Do you have a favorite pork chop recipe and if so will you share it in the comments below?????
Empirical Spirits Can 02
A funny story, and I hope I don’t get in trouble for telling it: I did a bit of copywriting for Empirical a few years ago, and never got to try this drink even though I was trying to write about it—it’s a difficult thing to describe, in part because it’s made by a bunch of ex-noma fermentation guys who don’t want to be tied down by words like “canned cocktail.” One of the ingredients is “walnut wood.” Very esoteric! But I wish I had gotten access to a sip because I finally tried it at a party this month and my god this stuff is good, it tastes like rolling around in a vat of cherries in a pine forest. Plus, my local wine shop stocks it now, so I think it’s less difficult to find than it once was.
“D Day”, Rachel Khong
I’ve been a fan of Rachel’s writing since she was an editor (and edited me!) at Lucky Peach. She recently published a short story in Guernica about two best friends preparing for a hilariously envisioned end of the world: God sent everyone a phone notification that in a few weeks, they would all devolve into animals; each person could use their remaining sentient time to choose a new species. The story wryly imagines how our mundane modern desires might manifest into a pre-rapture month of escape rooms and parties with dick-shaped ice luges, but what has stuck with me is this line, from a scene in a movie theater:
In the darkened theater, Ruby produced the friends’ preferred condiments from her purse: furikake, sea salt, a double-bagged baby-food jar of melted real butter.

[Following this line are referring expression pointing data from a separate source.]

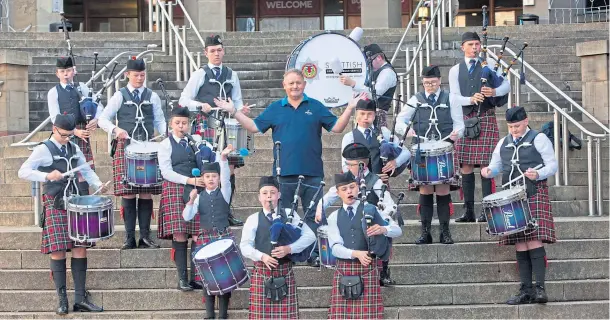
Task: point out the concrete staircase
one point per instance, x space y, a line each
470 279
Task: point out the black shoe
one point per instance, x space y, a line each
197 285
62 306
540 295
146 242
86 306
130 243
183 285
523 297
234 222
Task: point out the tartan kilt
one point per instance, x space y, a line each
369 305
84 145
263 308
478 151
204 237
170 219
119 170
540 209
55 235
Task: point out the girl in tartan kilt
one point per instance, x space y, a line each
519 152
269 262
136 122
212 205
65 98
476 101
358 237
47 163
436 119
177 159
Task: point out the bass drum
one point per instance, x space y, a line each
316 55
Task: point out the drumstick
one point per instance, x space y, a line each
521 176
67 173
102 187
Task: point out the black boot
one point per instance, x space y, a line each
468 189
180 259
426 210
129 216
145 210
81 297
443 208
58 272
197 285
384 275
486 186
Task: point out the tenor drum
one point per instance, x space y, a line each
142 164
327 258
507 212
221 266
315 57
436 163
90 218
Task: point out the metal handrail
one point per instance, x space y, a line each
404 35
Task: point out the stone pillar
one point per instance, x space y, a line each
14 102
594 76
208 15
381 13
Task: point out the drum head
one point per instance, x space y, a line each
315 56
213 249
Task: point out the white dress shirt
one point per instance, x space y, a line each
335 241
331 197
190 210
107 118
53 104
385 81
248 236
455 94
457 116
542 144
348 138
41 157
197 79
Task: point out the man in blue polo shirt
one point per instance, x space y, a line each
297 122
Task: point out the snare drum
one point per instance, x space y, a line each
314 56
242 141
507 212
142 165
90 218
436 163
327 258
221 266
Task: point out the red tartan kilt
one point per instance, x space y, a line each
170 219
540 208
84 145
478 151
369 305
119 169
55 235
203 238
263 308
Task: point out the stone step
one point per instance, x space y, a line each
582 227
557 310
172 299
462 252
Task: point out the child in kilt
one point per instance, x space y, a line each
128 115
520 151
358 237
47 163
65 98
212 204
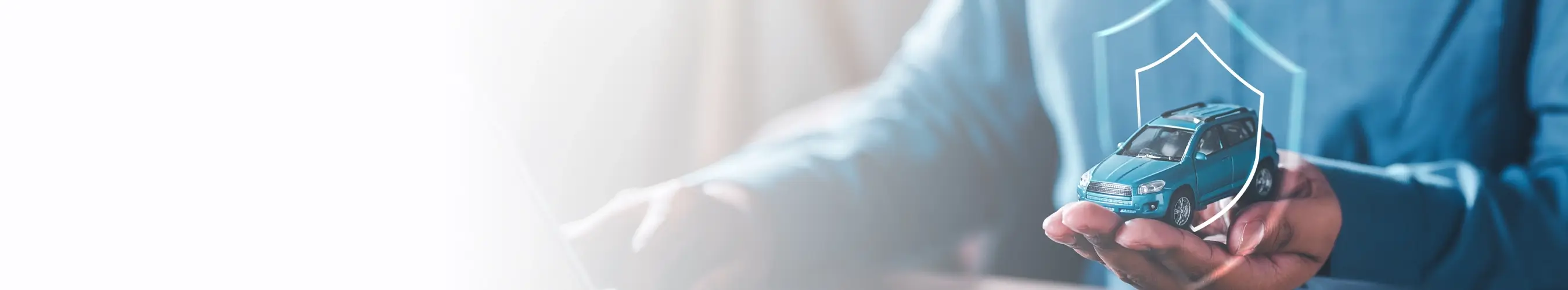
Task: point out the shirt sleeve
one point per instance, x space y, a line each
1452 226
951 139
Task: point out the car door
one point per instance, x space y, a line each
1239 150
1214 173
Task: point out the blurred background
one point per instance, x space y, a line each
634 93
380 145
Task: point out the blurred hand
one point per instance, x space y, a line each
673 235
1272 245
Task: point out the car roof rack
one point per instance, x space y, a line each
1186 107
1227 113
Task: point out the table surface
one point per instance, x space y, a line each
933 281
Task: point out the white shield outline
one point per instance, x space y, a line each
1297 81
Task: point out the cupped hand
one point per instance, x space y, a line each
1269 245
673 235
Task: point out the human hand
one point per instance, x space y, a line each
673 235
1272 245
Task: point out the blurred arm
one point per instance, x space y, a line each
948 140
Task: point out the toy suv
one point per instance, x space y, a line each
1184 161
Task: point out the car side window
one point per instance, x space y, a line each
1238 130
1211 142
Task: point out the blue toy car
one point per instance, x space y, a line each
1166 173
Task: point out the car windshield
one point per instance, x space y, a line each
1159 143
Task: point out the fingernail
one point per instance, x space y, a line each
1251 235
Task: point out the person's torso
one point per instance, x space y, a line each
1371 82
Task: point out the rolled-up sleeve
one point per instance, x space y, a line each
951 137
1452 226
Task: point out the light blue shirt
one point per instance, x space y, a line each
1441 124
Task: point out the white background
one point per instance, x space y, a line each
253 145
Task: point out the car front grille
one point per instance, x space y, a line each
1109 188
1103 200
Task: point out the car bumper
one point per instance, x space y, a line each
1136 206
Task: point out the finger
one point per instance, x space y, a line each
1100 228
673 245
1297 226
1186 253
1220 228
603 239
1059 233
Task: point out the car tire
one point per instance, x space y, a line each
1264 187
1179 211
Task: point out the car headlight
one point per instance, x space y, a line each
1152 187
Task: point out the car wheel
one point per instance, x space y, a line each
1266 179
1181 209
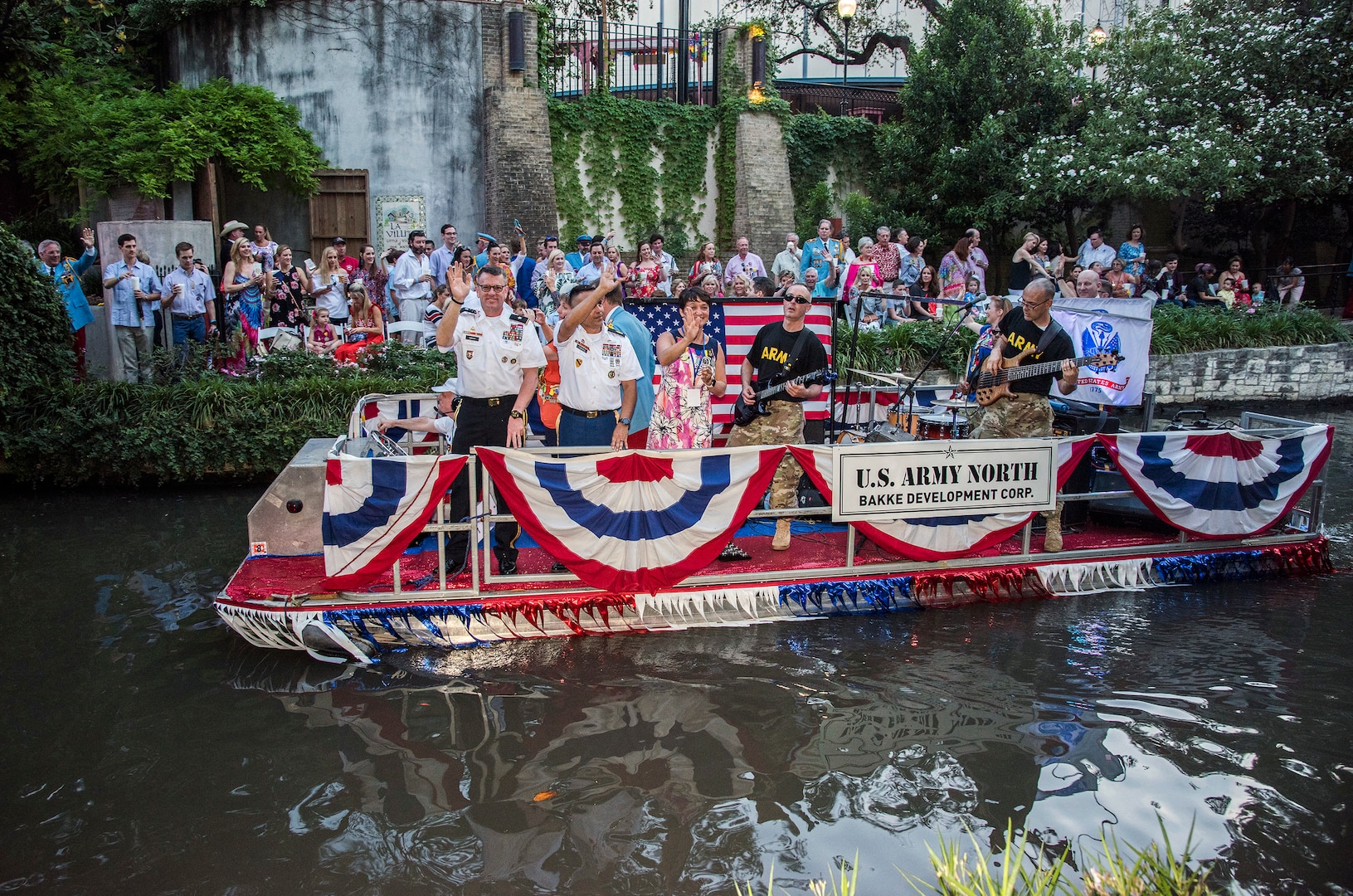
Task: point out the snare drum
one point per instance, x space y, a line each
904 421
941 426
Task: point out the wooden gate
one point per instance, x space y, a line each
340 209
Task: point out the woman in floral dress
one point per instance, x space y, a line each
693 377
375 278
645 275
289 290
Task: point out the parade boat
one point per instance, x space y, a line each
348 546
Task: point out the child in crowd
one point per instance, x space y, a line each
1226 291
322 338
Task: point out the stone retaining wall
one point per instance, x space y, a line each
1297 373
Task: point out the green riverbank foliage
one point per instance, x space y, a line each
1176 332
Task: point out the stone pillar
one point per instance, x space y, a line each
518 171
765 203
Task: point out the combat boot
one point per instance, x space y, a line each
1053 535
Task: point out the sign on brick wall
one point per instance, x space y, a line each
396 218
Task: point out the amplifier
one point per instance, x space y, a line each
889 432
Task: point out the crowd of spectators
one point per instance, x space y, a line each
883 280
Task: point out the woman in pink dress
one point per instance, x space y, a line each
645 275
693 377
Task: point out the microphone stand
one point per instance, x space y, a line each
909 392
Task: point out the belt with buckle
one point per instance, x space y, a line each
589 415
490 402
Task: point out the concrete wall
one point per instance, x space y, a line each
765 205
1301 373
518 173
388 85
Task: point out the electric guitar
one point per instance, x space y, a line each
992 387
746 411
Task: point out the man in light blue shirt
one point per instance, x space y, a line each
821 255
135 293
1095 249
641 340
66 275
577 257
440 261
590 272
188 293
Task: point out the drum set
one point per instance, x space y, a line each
945 418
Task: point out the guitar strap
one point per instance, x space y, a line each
793 353
1049 334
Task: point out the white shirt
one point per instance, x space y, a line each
591 368
1089 255
752 267
197 291
403 279
786 261
491 352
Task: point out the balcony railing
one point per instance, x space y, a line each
630 60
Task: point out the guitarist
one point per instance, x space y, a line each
1027 334
781 352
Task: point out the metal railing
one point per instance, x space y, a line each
630 60
1302 521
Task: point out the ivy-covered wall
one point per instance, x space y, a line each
632 165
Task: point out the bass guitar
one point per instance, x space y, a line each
992 387
746 411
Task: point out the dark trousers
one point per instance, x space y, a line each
479 421
586 431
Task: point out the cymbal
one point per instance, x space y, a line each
887 377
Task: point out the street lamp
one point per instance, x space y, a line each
846 10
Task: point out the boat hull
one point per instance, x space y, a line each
338 628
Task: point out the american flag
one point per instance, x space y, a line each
735 324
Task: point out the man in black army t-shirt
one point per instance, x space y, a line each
1029 415
784 426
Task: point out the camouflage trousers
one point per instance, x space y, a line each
1020 417
784 426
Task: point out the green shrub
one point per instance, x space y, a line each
1181 330
34 328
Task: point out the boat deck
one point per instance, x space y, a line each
816 547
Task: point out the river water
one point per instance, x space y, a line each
149 750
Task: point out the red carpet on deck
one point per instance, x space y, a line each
814 547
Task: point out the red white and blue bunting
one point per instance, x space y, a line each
638 520
1220 485
938 538
375 508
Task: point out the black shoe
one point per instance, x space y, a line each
733 553
506 562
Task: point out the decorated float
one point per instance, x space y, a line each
348 547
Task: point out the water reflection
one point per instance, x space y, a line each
149 750
694 758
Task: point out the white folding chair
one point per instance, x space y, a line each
406 326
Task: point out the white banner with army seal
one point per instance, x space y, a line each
943 478
1104 326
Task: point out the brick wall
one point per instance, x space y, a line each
765 210
518 173
1299 373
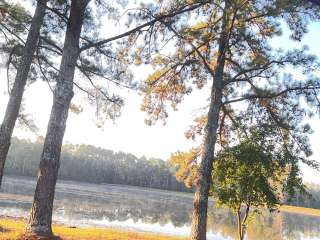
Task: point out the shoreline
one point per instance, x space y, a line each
12 228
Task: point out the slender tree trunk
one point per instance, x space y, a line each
200 203
16 94
41 213
240 226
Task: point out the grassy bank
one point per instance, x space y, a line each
13 229
300 210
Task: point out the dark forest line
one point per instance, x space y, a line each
91 164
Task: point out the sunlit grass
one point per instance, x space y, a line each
11 229
301 210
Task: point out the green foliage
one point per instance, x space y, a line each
246 174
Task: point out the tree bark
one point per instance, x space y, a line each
17 91
41 212
200 203
240 231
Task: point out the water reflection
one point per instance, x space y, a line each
148 210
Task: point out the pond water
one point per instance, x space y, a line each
82 204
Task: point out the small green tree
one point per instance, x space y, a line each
246 178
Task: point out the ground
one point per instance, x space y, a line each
13 229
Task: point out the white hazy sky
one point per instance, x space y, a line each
129 133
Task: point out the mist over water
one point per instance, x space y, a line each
81 204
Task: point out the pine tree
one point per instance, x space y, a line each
228 42
24 64
80 51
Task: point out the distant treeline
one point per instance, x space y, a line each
312 201
94 165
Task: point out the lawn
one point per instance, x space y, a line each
13 229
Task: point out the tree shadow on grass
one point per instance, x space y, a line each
36 237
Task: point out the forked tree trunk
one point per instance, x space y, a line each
200 202
16 94
41 213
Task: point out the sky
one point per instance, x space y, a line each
129 133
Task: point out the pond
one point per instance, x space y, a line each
150 210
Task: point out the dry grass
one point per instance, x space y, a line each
301 210
13 229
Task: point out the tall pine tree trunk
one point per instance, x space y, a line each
200 202
16 94
41 213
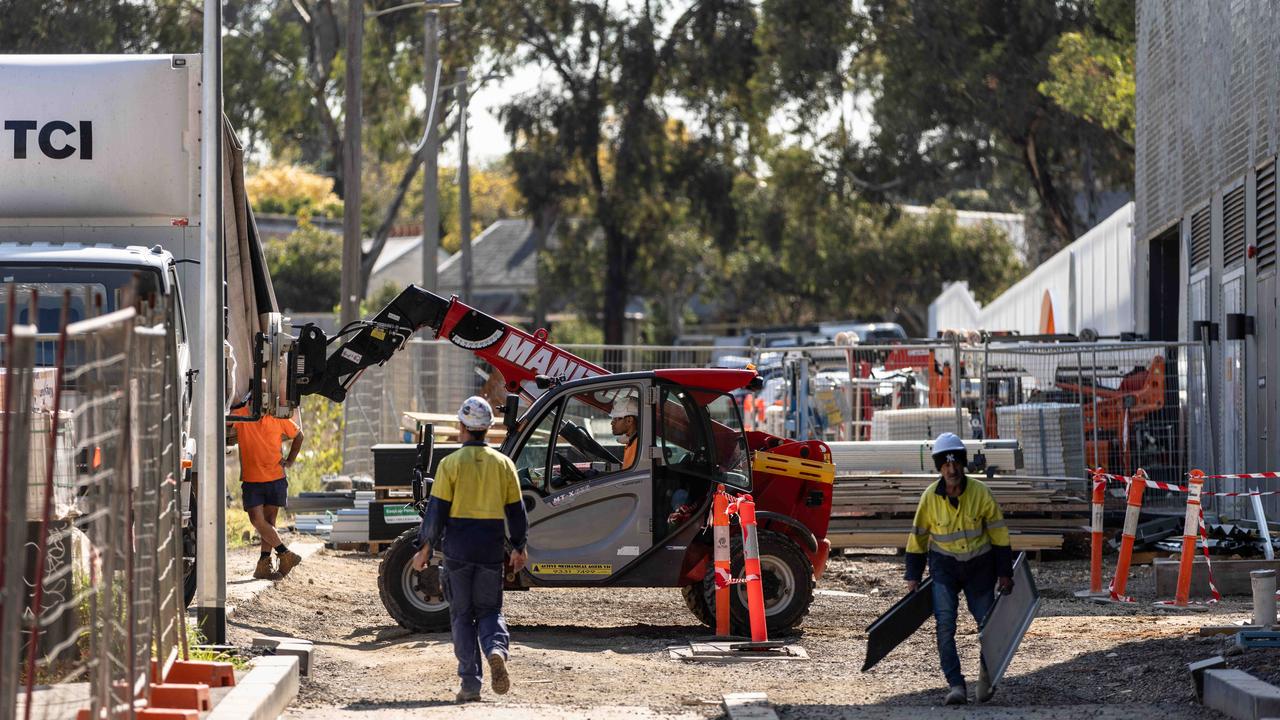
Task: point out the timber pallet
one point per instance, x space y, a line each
374 547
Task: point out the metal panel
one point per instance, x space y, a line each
1202 235
1266 217
1008 621
1232 399
1233 227
899 623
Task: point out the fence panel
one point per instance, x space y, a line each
100 563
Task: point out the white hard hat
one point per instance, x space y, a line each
624 408
475 413
949 447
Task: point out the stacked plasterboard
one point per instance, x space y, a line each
352 525
917 456
917 423
1051 436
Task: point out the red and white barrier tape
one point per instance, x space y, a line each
1171 487
723 579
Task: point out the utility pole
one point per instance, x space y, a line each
464 187
430 168
351 165
211 473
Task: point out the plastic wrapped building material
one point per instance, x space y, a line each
917 423
1051 436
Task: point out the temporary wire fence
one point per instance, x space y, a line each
96 513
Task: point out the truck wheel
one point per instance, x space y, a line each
415 600
787 584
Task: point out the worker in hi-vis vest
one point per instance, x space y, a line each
960 532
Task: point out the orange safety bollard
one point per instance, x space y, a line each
1191 533
1130 528
752 569
1098 501
723 572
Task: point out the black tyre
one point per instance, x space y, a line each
787 583
415 600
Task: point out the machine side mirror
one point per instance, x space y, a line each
511 413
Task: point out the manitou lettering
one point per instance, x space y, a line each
53 139
544 361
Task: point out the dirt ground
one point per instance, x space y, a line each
603 654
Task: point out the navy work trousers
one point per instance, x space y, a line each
474 592
977 578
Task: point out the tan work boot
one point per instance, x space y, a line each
956 696
288 560
467 696
498 673
264 572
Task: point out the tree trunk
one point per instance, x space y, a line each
1059 215
616 286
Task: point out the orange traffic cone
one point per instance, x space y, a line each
1100 488
752 563
1191 532
723 573
1130 528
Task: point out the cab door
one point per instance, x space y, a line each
589 497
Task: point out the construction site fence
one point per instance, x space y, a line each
1070 405
91 518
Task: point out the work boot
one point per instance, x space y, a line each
467 696
264 572
983 692
288 560
498 673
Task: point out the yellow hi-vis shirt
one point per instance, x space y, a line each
964 532
490 483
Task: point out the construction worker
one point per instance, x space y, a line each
475 490
264 484
625 424
960 533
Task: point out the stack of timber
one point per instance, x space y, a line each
446 427
917 423
876 510
917 455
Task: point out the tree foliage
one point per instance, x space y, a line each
1092 71
959 101
292 190
306 269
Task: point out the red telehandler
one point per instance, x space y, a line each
594 522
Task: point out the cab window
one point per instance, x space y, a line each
586 436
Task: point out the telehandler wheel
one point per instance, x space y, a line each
787 583
415 600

The perfect detail: a shared tradition of carefully ferrying melted butter into a movie, not one but two ziplocs, a level of preparation that will prove useless by the end of the story.
Burlap & Barrel Urfa Chili + Black Lime
I have been shopping too much over the past month—call it a coping mechanism, call it rebirth through consumption. My haul has included these spices, from Burlap & Barrell, and I’ve been really into using them together. Last night, at a dinner party, I sprinkled them over a little bowl of toum that we were using as an ad-hoc dip for some chips. They’re a happy pair, especially atop fatty soft things: the lime is puckery, the chili sticky-smoky. Would also be great over ricotta, hummus, roast chicken. I highly recommend adding them to your rotation.
Who will buy me this cat planter?
Surely one of you can just sell some crypto?